September 12, 2017
Logan Davel
Editor’s Note: Logan Davel is the vice president of the Peak Ambassadors to the Dean club on campus. Davel wrote this article as a guest column to The Scribe.
Within the first few months of our newly-founded club’s establishment, the LAS Peak Ambassadors have dedicated an enormous amount of volunteer hours towards the city Parks and Recreation program.
Most notably, the ambassadors spent the summer planting and maintaining a community garden in downtown Colorado Springs.
Through registration with the Colorado Springs program, Springs in Bloom, the club was able to adopt a plot in the heart of the city. Located at the East location in front of the Pioneers Museum at the corner of Vermijo and Nevada, the garden can be recognized by its vibrant array of flowers and its stone centerpiece.
Founded in 2004 by councilman Jerry Heimlicher, the Springs in Bloom program aimed to involve citizens in the establishment and upkeep of various flower plots throughout the city. Since that time, members have maintained these plots jointly with the city in the spirit of community improvement.
Not only are the flowers, design arrangement and watering services provided by the city, but citizens have agreed to weed and otherwise maintain the plots themselves with provided training from horticulturalists.
The program also relies on flowers grown locally through the Parks and Recreation greenhouse, a city-funded source of flowers which has greatly impacted the colorful nature of our city.
Once the plot design and flower colors were approved by the city through their plot adoption program, a team of LAS Peak Ambassadors volunteered multiple days to arrange over 200 annual flowers including marigolds, geraniums, petunias and coleus pineapple surprise.
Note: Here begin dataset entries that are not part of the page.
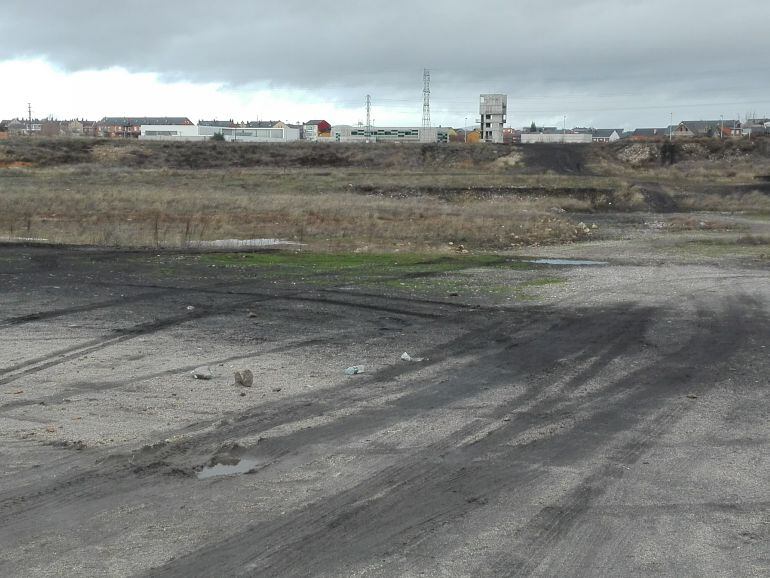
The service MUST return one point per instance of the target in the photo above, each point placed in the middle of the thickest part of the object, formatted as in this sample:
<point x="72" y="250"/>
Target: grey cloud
<point x="690" y="49"/>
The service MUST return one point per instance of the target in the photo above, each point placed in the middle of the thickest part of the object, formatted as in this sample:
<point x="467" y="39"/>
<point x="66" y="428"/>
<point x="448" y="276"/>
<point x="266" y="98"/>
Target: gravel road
<point x="615" y="425"/>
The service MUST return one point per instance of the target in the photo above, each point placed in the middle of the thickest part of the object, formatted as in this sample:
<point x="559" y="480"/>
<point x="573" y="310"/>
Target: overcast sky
<point x="602" y="63"/>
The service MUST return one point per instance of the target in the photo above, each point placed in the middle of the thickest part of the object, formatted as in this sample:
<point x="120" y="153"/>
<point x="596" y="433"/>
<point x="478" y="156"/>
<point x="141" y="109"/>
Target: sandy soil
<point x="615" y="423"/>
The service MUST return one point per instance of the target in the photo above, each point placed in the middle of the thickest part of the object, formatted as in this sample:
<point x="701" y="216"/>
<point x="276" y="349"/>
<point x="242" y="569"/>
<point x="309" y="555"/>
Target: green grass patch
<point x="362" y="266"/>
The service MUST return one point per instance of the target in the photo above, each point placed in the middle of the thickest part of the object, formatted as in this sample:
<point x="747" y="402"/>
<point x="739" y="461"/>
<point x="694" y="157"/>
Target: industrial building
<point x="493" y="109"/>
<point x="345" y="133"/>
<point x="556" y="137"/>
<point x="230" y="132"/>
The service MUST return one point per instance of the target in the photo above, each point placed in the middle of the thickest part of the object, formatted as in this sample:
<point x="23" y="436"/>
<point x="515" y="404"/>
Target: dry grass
<point x="336" y="198"/>
<point x="171" y="208"/>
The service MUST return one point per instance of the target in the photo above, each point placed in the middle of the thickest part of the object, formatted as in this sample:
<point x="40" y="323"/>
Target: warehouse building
<point x="345" y="133"/>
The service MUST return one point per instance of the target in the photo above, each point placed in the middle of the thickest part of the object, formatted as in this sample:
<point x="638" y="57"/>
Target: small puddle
<point x="565" y="262"/>
<point x="232" y="468"/>
<point x="241" y="243"/>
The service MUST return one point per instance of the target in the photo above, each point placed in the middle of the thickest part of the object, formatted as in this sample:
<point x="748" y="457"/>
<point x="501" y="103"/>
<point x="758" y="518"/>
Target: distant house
<point x="16" y="127"/>
<point x="756" y="127"/>
<point x="712" y="128"/>
<point x="131" y="126"/>
<point x="265" y="124"/>
<point x="223" y="123"/>
<point x="649" y="134"/>
<point x="315" y="129"/>
<point x="511" y="135"/>
<point x="606" y="134"/>
<point x="90" y="127"/>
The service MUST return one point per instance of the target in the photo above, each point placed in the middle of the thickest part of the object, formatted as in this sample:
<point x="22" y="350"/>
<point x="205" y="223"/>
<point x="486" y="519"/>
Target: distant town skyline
<point x="601" y="63"/>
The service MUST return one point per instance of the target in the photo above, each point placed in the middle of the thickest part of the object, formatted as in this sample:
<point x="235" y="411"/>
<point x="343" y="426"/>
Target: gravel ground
<point x="612" y="421"/>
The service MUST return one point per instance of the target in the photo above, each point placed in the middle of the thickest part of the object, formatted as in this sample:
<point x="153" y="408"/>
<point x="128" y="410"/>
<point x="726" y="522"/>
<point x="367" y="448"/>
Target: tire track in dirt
<point x="14" y="372"/>
<point x="397" y="514"/>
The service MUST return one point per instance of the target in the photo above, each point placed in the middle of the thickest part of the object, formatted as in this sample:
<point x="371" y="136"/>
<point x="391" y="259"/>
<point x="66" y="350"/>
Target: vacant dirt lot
<point x="604" y="420"/>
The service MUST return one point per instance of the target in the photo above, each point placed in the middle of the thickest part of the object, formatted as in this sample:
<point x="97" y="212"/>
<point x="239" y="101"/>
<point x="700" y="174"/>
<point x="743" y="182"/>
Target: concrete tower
<point x="493" y="109"/>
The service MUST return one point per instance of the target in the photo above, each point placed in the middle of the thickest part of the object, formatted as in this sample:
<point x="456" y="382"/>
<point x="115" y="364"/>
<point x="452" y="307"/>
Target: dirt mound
<point x="558" y="158"/>
<point x="638" y="153"/>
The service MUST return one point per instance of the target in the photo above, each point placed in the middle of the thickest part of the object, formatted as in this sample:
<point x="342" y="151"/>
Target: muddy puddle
<point x="232" y="467"/>
<point x="565" y="262"/>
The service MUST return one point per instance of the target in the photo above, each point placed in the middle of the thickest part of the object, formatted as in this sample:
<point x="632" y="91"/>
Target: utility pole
<point x="368" y="133"/>
<point x="671" y="128"/>
<point x="564" y="129"/>
<point x="426" y="98"/>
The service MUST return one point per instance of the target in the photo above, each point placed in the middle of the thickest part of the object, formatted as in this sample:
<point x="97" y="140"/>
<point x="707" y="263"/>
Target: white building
<point x="346" y="133"/>
<point x="548" y="137"/>
<point x="230" y="133"/>
<point x="493" y="109"/>
<point x="168" y="132"/>
<point x="248" y="134"/>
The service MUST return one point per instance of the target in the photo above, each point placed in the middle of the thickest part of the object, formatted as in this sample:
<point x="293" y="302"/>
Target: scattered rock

While the original goal was to make our city a more colorful and beautiful place, we found that a small community was created in the process. Pedestrians and their children, the homeless, and other circumstantial individuals quickly came together to help our team with the planting and gardening.
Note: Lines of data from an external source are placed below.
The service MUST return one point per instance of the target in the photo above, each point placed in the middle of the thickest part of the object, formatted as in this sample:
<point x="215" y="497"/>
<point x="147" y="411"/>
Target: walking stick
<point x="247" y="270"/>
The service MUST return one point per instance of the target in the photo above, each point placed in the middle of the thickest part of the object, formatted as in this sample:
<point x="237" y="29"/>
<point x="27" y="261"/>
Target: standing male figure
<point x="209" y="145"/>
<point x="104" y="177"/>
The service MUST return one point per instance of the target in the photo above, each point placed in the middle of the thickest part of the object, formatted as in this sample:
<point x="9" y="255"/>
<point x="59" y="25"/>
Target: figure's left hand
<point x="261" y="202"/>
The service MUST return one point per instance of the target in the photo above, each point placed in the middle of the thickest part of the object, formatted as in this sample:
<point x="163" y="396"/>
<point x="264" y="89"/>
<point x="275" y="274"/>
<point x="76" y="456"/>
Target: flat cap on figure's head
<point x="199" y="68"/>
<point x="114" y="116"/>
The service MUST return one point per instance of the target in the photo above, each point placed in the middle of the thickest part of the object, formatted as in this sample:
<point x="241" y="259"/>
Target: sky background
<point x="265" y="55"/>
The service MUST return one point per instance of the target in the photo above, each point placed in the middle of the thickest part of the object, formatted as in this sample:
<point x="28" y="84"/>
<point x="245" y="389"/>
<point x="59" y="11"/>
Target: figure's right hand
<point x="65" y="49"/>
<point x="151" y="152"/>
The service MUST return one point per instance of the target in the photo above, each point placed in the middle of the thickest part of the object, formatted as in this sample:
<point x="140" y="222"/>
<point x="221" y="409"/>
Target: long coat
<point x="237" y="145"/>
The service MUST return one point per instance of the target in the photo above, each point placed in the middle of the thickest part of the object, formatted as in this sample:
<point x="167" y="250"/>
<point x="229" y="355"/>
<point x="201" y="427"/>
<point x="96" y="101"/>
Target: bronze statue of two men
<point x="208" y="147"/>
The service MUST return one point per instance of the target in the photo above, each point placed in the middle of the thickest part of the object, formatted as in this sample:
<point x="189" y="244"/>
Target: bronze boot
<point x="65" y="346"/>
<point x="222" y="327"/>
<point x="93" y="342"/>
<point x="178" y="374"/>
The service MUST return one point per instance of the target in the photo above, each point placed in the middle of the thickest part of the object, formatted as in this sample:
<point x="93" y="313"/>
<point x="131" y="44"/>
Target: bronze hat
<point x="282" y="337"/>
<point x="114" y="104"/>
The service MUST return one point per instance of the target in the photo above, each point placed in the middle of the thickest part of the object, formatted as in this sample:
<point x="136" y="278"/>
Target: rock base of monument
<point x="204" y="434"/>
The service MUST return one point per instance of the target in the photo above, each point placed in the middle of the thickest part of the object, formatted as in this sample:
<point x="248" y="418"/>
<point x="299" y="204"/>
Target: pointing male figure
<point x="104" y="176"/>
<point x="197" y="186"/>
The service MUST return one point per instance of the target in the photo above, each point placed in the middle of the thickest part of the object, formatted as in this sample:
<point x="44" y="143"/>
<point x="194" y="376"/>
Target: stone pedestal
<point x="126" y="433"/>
It was the colorful community, not the act, that made the long days of planting worthwhile.
The goal of introducing this community service project to the club was to exemplify the positive change that the LAS Peak Ambassadors aim to create within and out of their own college.
To begin with, the plot they were given had weeds, litter and lots of dirt—an obvious eye-sore. However, after several days of landscaping and planting the design they were given, the small area was turned into something beautiful.
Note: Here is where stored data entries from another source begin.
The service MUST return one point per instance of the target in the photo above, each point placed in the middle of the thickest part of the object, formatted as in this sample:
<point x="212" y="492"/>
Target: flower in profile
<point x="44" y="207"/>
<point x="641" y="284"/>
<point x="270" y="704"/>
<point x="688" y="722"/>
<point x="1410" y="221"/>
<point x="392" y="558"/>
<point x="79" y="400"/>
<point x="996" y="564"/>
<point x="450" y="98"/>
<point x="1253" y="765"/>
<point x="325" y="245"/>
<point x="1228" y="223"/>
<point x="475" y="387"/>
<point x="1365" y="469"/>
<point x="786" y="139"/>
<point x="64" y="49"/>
This sort of community outreach is only a single part of the enormous plan which the LAS Peak Ambassadors have for our college and community.
If you haven’t yet seen the garden, you still have a chance. But you should know that the plot will be raked and rototilled in late October in anticipation for the winter months.
Don’t miss out on seeing how these students have represented the College of Letters, Arts and Sciences, and spread the word on the community outreach programs that are soon to follow over the course of the school year.